Developing Gymnastics Confidence
The 2014 Sochi Winter Olympics introduced a new snowboarding sport called Slope style. American Sage Kotsenburg was honored as the first to ever win gold in this new event. But an even more amazing story is that Sage won the competition by throwing a trick that he had never done before. That takes a lot of confidence and guts.
Most Olympians, especially gymnasts, train the same skills for years, they spend hours and hours perfecting their timing of the skill, they condition their muscles so they have the strength to perform the skill, and they spend years mentally preparing for the skill.
When it comes time to compete the skill they can relax, get in their zone and rely on their training to perform at the Olympic level. But in the biggest and most important competition of Sage’s life, he decided to go against all reason and throw a “1620 Japan Air Mute Grab” or what Sage named the “Holy Crail.”
When I was watching the competition I was dumbfounded that an Olympian would take such a big risk and try a new skill. It goes against everything that coaches and sports psychologists teach gymnasts.
I don’t know any coach or sports psychologist that would tell an athlete to hit a skill they had never thrown before. I don’t know a gymnast that would decide to throw a triple full for the first time ever in a competition.
Sage even said that it was a “bad idea at first, but it worked out.”
After to listening to the interviews Sage gave after he won gold, it seems like the reason he was able to pull off such an amazing and risky accomplishment was because of one simple thing. He believed that he could.
For gymnasts to compete at their best, here are a few key points that need to be in place.

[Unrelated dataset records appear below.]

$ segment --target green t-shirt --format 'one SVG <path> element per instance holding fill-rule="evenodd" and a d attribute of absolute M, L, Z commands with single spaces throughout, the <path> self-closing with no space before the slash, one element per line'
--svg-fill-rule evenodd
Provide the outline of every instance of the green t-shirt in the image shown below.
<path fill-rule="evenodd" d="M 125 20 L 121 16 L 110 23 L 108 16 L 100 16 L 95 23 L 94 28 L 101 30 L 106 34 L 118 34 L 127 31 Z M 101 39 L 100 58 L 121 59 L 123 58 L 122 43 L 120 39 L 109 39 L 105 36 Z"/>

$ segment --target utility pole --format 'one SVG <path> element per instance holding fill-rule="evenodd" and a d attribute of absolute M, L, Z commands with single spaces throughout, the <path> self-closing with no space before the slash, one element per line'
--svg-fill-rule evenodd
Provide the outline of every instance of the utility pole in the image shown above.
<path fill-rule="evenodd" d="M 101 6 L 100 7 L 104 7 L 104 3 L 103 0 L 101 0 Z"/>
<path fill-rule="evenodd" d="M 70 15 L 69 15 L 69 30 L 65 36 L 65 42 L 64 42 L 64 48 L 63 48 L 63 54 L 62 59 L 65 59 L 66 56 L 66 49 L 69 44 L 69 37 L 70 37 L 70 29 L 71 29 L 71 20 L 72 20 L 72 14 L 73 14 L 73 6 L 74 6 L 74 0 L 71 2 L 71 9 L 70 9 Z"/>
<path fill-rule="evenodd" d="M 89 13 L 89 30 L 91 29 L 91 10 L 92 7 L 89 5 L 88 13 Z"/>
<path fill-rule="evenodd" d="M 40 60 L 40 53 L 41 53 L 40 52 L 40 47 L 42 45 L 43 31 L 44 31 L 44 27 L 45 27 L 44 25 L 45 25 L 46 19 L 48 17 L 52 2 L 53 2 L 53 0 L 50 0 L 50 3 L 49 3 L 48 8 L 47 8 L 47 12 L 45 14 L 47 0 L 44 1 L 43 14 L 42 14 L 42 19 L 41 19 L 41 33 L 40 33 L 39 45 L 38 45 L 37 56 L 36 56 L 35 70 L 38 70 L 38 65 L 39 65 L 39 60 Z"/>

Gymnasts need to have confidence, trust in themselves, relax, stop thinking and let their body do what it was trained to do. Sage trusted himself and once he started the skill he let his body do the work and didn’t let his mind stop him,
“I do really bad when I start over thinking things, so I try to have this laid back mellow mentality.”
Sage said that he didn’t know he was going to throw the skill until three minutes before hand. He didn’t have time to psych himself out, he didn’t have time to doubt himself, and once he decided that he was going to throw the skill he didn’t have time to back out. Sage decided that he was going to throw the trick and he was committed.
This type of commitment is what can help gymnasts perform at their peak.
Although, we don’t recommend trying out a brand new skill/trick at competition, we do recommend that you work on your confidence in Gymnastics.
Here are some ways you can improve your confidence before stepping up to the mat:
- Focus on the skill you are going to perform. Don’t over think it but remember how you mastered it in practice.
- Don’t focus on the things that could go wrong, focus on what you learned in practice and all the things that have gone right.
- Learn to brush off mistakes and keep going.
- Remind yourself of all the hard work and commitment you’ve put into gymnastics. And how that has made you into the skilled gymnast you are today.
Gymnasts that can perform in practice but have trouble performing in competition usually doubt themselves, hold back, over think, perform cautiously, or they hesitate before they perform their skills. This doubt can be the difference between landing the skills and winning a competition or falling.
Luckily everything worked out for Sage and he was able to bring home a gold medal. Even though I am sure that Sage’s risky choice isn’t regularly done in Olympic sports, it does teach us a great lesson. You have to believe in yourself and go for it.